Menurut Mansoer di Banjarmasin Selasa, warga Kalimantan Selatan dikenal sebagai orang yang dermawan dan suka mewakafkan hartanya, baik yang bergerak maupun tidak bergerak untuk kepentingan umat.

Hal tersebut, tambah dia, sangat potensial untuk pengembangan ekonomi syariah sebagai upaya meningkatkan kesejahteraan umat, terutama yang kurang mampu di daerah ini.

Sayangnya, tambah dia, hingga saat ini, di Kalimantan Selatan, bahkan di Kalimantan sekalipun, belum ada didirikan bank wakaf, untuk mengelola potensi wakaf yang ada, sehingga pemanfaatannya menjadi lebih maksimal.

"Saatnya Kalsel didirikan bank wakaf, sehingga potensi wakaf yang ada bisa dikembangkan dan dimanfaatkan lebih maksimal untuk kepentingan umat," katanya.

Berdasarkan situs "mysharing" yang dimanksud bank wakaf adalah bank yang pemegang sahamnya bukan individu tapi adalah ormas mulai dari Nahdlatul Ulama, Muhammadiyah, ICMI dan Majelis Ulama Indonesia.

Selain itu juga Badan Wakaf Indonesia (BWI), Badan Amil Zakat Nasional (Baznas), dan lainnya.

Para ormas ini nanti akan menyetorkan saham ke bank wakaf. Namun sumber dana ormas ini bukan dari dana organisasi mereka, tapi dari wakaf yang berhasil dikumpulkan.

Ormas menerima dana wakaf dari wakif jadi pemegang saham bank wakaf ini bertindak sebagai nazhir pengelola dana wakaf.

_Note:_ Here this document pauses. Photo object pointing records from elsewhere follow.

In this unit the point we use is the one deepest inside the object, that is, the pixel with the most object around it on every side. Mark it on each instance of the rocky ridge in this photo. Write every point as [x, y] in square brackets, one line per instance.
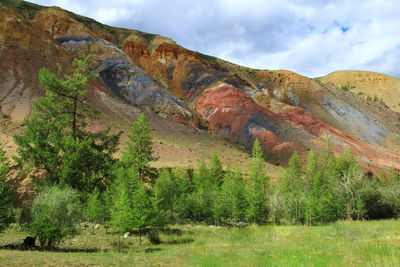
[286, 111]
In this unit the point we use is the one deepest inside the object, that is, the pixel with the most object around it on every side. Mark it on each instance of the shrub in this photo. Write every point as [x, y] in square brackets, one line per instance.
[154, 237]
[54, 214]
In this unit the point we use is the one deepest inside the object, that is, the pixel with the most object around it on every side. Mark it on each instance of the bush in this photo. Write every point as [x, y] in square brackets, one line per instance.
[154, 237]
[6, 194]
[54, 214]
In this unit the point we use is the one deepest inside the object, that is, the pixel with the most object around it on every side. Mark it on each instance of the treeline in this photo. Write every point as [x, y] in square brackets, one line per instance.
[81, 180]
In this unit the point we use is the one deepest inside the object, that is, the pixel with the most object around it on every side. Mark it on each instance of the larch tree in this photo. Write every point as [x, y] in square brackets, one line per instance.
[56, 139]
[139, 148]
[257, 191]
[6, 194]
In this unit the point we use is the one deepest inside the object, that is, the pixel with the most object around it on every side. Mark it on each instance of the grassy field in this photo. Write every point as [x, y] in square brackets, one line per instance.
[373, 243]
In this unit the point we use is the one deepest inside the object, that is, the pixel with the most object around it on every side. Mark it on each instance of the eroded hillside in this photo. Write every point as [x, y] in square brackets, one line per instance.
[188, 94]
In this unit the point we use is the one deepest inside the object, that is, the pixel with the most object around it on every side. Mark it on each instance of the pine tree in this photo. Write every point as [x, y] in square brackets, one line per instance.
[291, 190]
[166, 192]
[257, 187]
[56, 139]
[141, 210]
[139, 149]
[121, 211]
[94, 208]
[6, 194]
[231, 202]
[216, 172]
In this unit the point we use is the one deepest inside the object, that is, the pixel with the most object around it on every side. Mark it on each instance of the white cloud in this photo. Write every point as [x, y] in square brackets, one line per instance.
[311, 37]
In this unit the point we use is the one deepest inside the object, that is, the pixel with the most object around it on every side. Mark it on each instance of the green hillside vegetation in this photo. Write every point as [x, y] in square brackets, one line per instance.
[79, 173]
[348, 243]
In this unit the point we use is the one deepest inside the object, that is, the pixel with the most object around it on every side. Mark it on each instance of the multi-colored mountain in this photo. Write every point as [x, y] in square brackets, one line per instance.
[189, 95]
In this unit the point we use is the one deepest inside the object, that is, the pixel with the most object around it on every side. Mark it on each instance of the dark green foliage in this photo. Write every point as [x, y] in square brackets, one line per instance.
[94, 211]
[6, 194]
[55, 213]
[56, 139]
[154, 237]
[231, 203]
[257, 190]
[139, 148]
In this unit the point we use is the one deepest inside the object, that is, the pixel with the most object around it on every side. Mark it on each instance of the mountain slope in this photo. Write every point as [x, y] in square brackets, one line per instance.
[286, 111]
[371, 84]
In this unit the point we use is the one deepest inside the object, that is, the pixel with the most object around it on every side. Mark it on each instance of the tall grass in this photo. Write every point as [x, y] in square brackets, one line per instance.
[348, 243]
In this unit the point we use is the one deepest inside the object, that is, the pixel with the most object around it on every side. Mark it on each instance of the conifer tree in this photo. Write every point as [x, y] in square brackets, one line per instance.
[94, 208]
[231, 202]
[121, 211]
[139, 148]
[216, 172]
[257, 188]
[141, 210]
[291, 190]
[6, 194]
[56, 140]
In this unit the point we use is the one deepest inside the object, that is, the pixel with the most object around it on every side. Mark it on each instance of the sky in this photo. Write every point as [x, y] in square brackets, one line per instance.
[310, 37]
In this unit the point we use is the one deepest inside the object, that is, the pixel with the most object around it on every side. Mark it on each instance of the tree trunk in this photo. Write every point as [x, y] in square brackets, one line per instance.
[74, 117]
[119, 240]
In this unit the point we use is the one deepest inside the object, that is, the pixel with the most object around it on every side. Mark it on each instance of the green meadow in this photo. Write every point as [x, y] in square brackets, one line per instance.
[345, 243]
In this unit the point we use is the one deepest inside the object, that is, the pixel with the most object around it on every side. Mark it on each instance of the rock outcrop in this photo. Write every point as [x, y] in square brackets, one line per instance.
[284, 110]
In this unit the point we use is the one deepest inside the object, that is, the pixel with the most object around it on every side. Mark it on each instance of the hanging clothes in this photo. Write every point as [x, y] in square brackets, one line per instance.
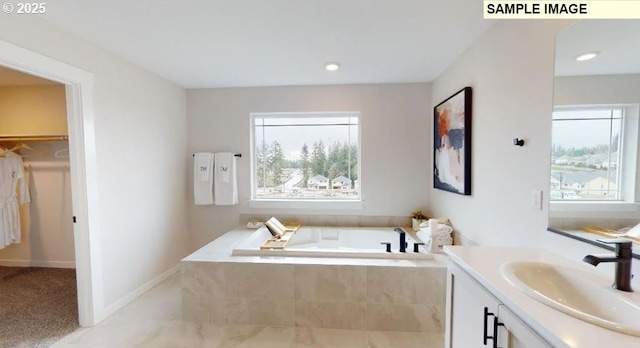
[13, 193]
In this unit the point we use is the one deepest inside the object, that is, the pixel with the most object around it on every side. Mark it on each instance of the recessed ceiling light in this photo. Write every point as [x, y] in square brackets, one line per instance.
[332, 66]
[587, 56]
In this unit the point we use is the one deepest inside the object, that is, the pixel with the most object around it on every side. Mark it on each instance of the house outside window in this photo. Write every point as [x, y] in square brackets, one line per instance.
[306, 156]
[587, 160]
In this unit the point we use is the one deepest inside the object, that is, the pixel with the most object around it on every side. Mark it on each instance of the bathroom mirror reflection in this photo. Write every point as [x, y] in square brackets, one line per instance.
[594, 183]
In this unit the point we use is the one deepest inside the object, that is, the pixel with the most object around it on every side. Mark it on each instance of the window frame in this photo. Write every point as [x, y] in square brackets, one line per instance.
[303, 203]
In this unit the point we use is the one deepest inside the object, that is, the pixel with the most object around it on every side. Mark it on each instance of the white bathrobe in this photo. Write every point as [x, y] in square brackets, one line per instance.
[13, 192]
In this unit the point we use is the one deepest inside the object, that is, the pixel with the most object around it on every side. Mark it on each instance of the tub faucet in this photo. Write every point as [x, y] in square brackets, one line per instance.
[403, 239]
[622, 258]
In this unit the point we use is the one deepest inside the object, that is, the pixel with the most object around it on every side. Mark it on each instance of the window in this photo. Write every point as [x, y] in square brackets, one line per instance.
[306, 156]
[587, 157]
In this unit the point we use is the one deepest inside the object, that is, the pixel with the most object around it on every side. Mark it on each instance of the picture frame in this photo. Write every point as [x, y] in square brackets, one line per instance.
[452, 143]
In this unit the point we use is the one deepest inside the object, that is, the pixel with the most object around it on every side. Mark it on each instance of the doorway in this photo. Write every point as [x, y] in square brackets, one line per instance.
[82, 160]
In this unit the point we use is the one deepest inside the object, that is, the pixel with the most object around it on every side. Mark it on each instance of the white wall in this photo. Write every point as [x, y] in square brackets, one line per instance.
[395, 139]
[140, 123]
[511, 71]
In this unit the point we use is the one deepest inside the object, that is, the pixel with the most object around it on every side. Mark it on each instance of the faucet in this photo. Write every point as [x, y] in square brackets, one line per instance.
[403, 240]
[622, 258]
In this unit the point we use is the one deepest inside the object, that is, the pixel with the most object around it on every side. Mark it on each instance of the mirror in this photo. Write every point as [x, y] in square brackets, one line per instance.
[594, 181]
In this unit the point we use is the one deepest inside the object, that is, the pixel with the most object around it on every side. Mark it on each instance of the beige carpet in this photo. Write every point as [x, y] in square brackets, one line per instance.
[38, 306]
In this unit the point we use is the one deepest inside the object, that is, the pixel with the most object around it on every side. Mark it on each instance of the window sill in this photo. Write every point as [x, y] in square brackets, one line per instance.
[306, 204]
[594, 209]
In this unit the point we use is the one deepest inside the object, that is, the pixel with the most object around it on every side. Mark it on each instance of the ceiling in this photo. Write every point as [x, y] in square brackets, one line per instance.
[241, 43]
[617, 41]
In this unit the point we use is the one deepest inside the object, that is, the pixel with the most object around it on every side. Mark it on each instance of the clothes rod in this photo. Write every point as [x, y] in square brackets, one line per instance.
[236, 154]
[34, 137]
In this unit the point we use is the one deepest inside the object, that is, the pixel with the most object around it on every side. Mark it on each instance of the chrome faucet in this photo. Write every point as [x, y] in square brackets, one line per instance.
[403, 239]
[622, 258]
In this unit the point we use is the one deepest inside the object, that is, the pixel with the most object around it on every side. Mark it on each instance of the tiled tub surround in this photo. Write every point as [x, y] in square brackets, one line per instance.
[331, 293]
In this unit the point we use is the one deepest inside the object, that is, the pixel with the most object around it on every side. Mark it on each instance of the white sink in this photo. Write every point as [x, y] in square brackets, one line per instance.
[574, 292]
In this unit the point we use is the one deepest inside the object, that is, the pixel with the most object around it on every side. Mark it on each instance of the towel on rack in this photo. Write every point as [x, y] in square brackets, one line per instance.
[203, 178]
[225, 185]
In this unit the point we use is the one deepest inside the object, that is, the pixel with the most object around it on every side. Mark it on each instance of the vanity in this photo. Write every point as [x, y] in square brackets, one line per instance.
[491, 301]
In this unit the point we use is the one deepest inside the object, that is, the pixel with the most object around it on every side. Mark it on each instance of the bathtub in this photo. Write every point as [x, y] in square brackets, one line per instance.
[340, 242]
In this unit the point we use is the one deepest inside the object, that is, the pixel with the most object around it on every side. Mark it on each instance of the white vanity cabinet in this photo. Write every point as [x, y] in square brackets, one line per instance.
[475, 318]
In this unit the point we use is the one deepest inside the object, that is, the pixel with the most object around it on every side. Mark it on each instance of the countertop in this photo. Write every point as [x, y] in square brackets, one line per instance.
[561, 330]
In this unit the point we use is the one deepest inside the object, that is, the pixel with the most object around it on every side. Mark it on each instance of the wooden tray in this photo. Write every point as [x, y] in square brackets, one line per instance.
[608, 232]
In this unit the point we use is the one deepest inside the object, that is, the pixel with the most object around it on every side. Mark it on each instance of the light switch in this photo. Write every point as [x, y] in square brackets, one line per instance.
[536, 199]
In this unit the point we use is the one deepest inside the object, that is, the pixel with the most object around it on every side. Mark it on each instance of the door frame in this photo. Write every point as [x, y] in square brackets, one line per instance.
[82, 159]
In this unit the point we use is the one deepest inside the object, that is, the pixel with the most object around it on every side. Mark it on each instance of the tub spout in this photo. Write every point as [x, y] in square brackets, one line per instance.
[403, 239]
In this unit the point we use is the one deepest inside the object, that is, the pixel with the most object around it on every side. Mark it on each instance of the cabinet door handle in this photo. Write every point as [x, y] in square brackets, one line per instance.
[496, 323]
[485, 336]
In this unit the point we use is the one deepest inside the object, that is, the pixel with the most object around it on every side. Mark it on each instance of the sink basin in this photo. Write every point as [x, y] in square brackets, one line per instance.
[575, 293]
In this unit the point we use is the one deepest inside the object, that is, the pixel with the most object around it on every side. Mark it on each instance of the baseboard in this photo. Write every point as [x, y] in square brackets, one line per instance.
[138, 292]
[35, 263]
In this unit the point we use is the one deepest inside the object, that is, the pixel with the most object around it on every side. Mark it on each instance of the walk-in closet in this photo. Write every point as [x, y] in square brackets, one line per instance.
[38, 289]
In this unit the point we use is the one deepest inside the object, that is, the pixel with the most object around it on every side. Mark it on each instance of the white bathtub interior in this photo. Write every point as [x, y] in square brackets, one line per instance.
[351, 242]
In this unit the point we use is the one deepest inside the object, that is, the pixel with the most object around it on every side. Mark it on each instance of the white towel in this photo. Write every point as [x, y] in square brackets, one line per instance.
[203, 178]
[225, 185]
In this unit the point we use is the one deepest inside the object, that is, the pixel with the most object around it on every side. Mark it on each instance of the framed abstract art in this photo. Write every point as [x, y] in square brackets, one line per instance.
[452, 143]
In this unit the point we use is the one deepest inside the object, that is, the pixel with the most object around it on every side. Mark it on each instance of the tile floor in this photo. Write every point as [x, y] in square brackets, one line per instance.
[154, 320]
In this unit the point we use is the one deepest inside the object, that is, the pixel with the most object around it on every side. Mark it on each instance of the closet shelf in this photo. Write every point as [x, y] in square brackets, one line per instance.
[50, 137]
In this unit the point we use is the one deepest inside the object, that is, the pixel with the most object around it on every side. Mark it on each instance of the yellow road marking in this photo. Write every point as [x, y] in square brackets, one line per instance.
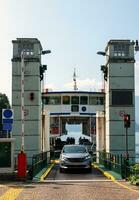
[126, 187]
[109, 176]
[11, 194]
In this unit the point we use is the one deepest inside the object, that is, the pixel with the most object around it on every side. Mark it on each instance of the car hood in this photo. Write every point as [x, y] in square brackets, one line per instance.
[75, 155]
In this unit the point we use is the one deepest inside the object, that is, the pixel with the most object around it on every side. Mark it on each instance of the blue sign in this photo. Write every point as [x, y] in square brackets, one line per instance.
[7, 121]
[7, 113]
[7, 127]
[7, 116]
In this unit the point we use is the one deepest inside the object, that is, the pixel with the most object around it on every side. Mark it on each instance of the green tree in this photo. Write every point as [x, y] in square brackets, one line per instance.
[4, 103]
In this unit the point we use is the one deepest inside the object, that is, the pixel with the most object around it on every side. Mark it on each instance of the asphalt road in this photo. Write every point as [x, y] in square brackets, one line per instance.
[95, 190]
[76, 185]
[75, 175]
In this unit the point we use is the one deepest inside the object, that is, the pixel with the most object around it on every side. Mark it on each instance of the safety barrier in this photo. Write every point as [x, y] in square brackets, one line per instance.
[118, 163]
[39, 161]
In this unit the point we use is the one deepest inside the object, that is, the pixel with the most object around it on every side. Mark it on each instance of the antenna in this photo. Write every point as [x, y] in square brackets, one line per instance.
[74, 80]
[136, 46]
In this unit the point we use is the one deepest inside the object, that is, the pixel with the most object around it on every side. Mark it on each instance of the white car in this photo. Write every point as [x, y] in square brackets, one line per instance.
[75, 157]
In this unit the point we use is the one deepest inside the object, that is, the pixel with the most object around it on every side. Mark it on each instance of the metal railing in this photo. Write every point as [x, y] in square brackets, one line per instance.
[118, 163]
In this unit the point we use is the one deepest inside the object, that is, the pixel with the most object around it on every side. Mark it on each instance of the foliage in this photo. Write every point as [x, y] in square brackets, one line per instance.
[4, 103]
[134, 174]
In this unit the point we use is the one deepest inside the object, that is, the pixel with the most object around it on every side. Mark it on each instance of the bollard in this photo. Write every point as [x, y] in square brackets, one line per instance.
[22, 165]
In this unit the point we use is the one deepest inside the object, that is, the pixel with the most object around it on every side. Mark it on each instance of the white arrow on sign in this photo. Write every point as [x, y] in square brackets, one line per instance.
[122, 113]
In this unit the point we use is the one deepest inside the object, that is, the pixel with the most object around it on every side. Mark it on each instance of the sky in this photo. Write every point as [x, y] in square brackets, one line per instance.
[74, 30]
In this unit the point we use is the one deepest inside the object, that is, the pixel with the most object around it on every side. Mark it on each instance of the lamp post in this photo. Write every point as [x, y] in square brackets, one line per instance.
[22, 101]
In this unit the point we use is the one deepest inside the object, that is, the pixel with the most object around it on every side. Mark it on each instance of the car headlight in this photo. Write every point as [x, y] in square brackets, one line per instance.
[87, 157]
[63, 158]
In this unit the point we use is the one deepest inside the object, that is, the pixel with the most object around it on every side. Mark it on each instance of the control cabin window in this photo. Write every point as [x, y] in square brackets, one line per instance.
[66, 99]
[83, 100]
[27, 48]
[96, 100]
[75, 100]
[121, 50]
[54, 100]
[75, 108]
[122, 98]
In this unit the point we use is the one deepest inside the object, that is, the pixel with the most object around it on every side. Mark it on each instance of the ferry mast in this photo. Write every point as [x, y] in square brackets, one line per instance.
[74, 81]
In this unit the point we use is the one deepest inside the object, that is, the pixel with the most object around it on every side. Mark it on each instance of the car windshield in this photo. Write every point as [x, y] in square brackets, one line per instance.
[74, 149]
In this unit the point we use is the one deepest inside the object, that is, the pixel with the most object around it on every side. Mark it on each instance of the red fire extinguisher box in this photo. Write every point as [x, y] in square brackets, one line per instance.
[22, 165]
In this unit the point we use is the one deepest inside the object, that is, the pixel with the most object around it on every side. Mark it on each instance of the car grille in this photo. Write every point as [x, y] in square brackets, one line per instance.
[76, 159]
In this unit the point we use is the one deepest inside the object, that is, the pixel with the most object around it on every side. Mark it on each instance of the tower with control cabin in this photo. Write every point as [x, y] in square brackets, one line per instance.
[31, 49]
[119, 96]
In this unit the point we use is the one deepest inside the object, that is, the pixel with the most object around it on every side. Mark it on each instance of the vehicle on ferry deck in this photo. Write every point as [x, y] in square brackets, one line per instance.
[75, 157]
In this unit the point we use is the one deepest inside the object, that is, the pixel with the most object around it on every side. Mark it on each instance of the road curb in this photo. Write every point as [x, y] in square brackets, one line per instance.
[45, 174]
[105, 173]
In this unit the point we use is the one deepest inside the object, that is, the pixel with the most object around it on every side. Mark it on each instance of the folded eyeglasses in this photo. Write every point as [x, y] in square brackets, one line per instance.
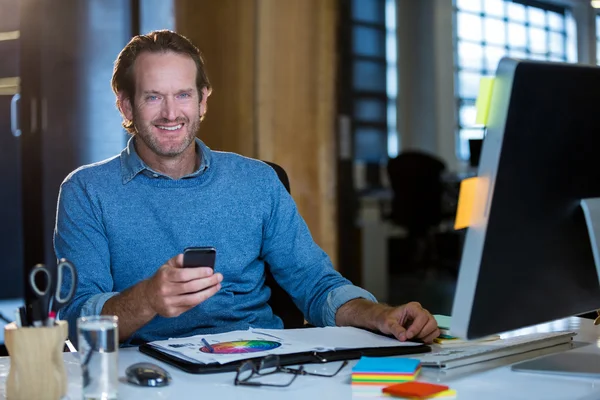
[271, 365]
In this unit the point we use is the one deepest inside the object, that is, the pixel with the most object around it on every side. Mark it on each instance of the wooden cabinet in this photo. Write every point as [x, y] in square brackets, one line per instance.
[63, 55]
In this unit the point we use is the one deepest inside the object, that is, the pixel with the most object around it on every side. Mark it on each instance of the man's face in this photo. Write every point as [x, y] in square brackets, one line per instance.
[166, 109]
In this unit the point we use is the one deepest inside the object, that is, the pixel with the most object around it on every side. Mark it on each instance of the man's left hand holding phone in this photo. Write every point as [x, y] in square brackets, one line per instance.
[179, 285]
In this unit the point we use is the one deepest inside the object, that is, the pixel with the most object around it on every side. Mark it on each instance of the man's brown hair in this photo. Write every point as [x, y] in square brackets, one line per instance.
[161, 41]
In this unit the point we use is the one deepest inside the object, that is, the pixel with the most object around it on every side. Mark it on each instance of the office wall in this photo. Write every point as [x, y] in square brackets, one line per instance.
[426, 108]
[272, 66]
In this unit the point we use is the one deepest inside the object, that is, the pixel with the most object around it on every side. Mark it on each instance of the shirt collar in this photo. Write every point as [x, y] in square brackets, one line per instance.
[132, 164]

Bank wakaf ini, nanti akan menyalurkan dananya kepada masyarakat kecil yang berhak menerima, untuk pengembangan usaha maupun lainnya.

Sebelumnya, Bank Indonesia menggelar dialog dengan ulama Kalsel, untuk menyosialisasikan tentang program belanja bijak dan dialog tentang upaya pengembangan ekonomi syariah.

Bank Indonesia memprediksi ekonomi dan industri syariah berpotensi besar untuk menjadi pusat pertumbuhan ekonomi baru Kalimantan Selatan.

Kepala Kantor Perwakilan Bank Indonesia Kalimantan Selatan Herawanto mengatakan, berdasarkan data yang dihimpun Bank Indonesia Kalsel, terdapat beberapa potensi yang bisa mendorong tumbuhnya ekonomi syariah tersebut.

Potensi itu, antara lain, 96,7 persen penduduk Kalsel adalah muslim, selain itu, di daerah ini juga terdapat 242 pesantren, dan beberapa kegiatan keagamaan yang diselenggarakan di daerah ini, selalu menarik minat, bukan hanya warga Kalsel, tetapi juga luar provinsi bahkan hingga mancara negara.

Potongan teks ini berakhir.